Francisca Javiera Morandé le había pedido a los menores, niñas y niños, que no interrumpieran y que se fueran con las empleadas. Miguel, de 10 años, protestó, "yo tengo todo el derecho de estar en esta reunión con mis hermanos", declaró altivamente, sacando más de una sonrisa. Ya solos, Francisca Javiera Morandé hizo servir el mate y algunos pastelillos de las monjas Clarisas. Todo sobrio y elegante sobre la esplendida mesa de plata que destacaba en el centro del comedor de los García Huidobro. "No vamos a hacer un escándalo de esta desición real. Vuestro Padre siempre ha sido fiel a las desiciones del Rey. La conseción del Marquesado de Casa Real nos ha engradecido y hay que agradecerlo mucho". Todos comprendieron, ese sería el criterio fundamental. Obediencia al rey. "Esto no nos resta de pelear sobre los derechos que nos debe la corona". Todos sabían que de acuerdo a la Real Cedula se le debía pagar a su padre el cinco por ciento sobre las sumas que le adeudaba la corona por los gastos hechos en la instalación de la Casa de Moneda. "Pleitaremos principalmente en España, José Ignacio, preparate para viajar a defender nuestros derechos". Todos la escuchaban atentamente. Esta mujer de Concepción, hija de un marino bretón y de una noble hija de algo penquista, era de armas tomar. Era la que llevaba la familia, organizaba los matrimonios, enviaba a otros a conventos o seminarios, decidía qué se tenía que hacer en momentos cruciales. Y esto era especialmente cierto desde que Francisco García Huidobro había comenzado a delirar con ideas fantasiosas. Dicho los criterios funamentales, los hijos comenzaron a desplegar sus puntos de vista. 
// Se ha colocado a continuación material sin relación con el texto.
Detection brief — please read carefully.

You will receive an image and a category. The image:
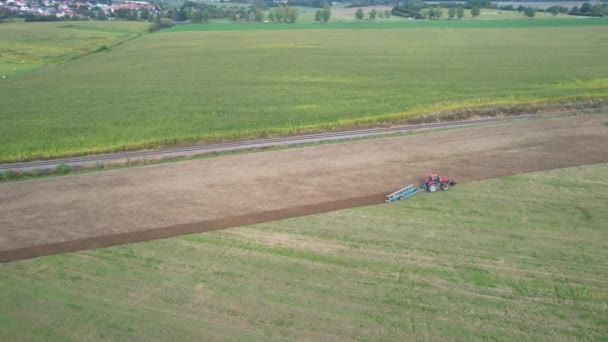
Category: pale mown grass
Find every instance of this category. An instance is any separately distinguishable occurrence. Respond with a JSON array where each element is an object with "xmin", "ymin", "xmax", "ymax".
[
  {"xmin": 0, "ymin": 164, "xmax": 608, "ymax": 341},
  {"xmin": 0, "ymin": 20, "xmax": 608, "ymax": 161},
  {"xmin": 0, "ymin": 21, "xmax": 149, "ymax": 73}
]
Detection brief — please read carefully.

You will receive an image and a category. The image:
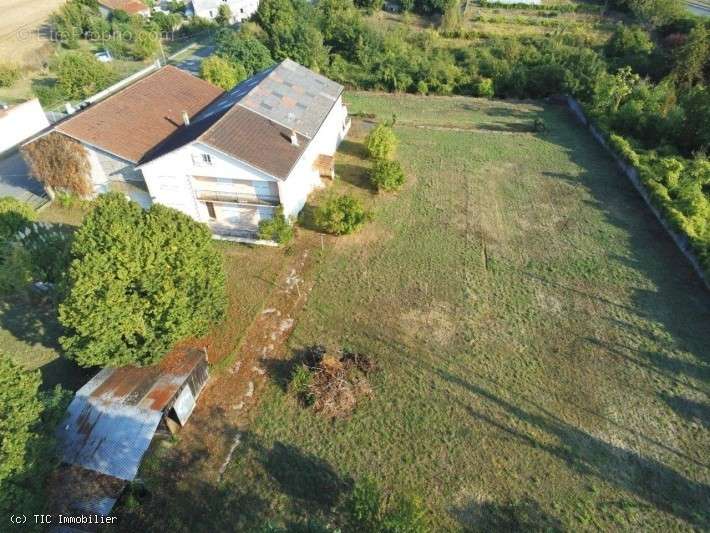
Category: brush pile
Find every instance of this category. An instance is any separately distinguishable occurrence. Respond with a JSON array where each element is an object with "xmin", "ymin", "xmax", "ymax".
[{"xmin": 291, "ymin": 346, "xmax": 376, "ymax": 418}]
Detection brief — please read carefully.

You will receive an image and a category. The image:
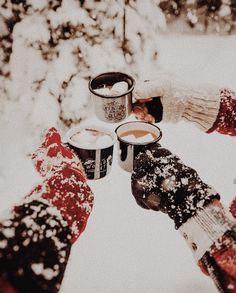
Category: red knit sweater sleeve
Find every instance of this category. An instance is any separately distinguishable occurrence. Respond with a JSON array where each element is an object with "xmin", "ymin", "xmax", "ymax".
[
  {"xmin": 0, "ymin": 128, "xmax": 93, "ymax": 293},
  {"xmin": 207, "ymin": 89, "xmax": 236, "ymax": 136}
]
En el jardín, sólo bajo un cerezo, Francisco García Huidobro tomaba el sol. Había momentos en que pensaba que todas esas haciendas que había comprado en Chile, todas las casas, joyas, títulos y hornamentos eran las cadenas que nunca lo dejarían volver al Valle de Valdivielso. Suspiraba, y es que estaba tan lejos de su querida España.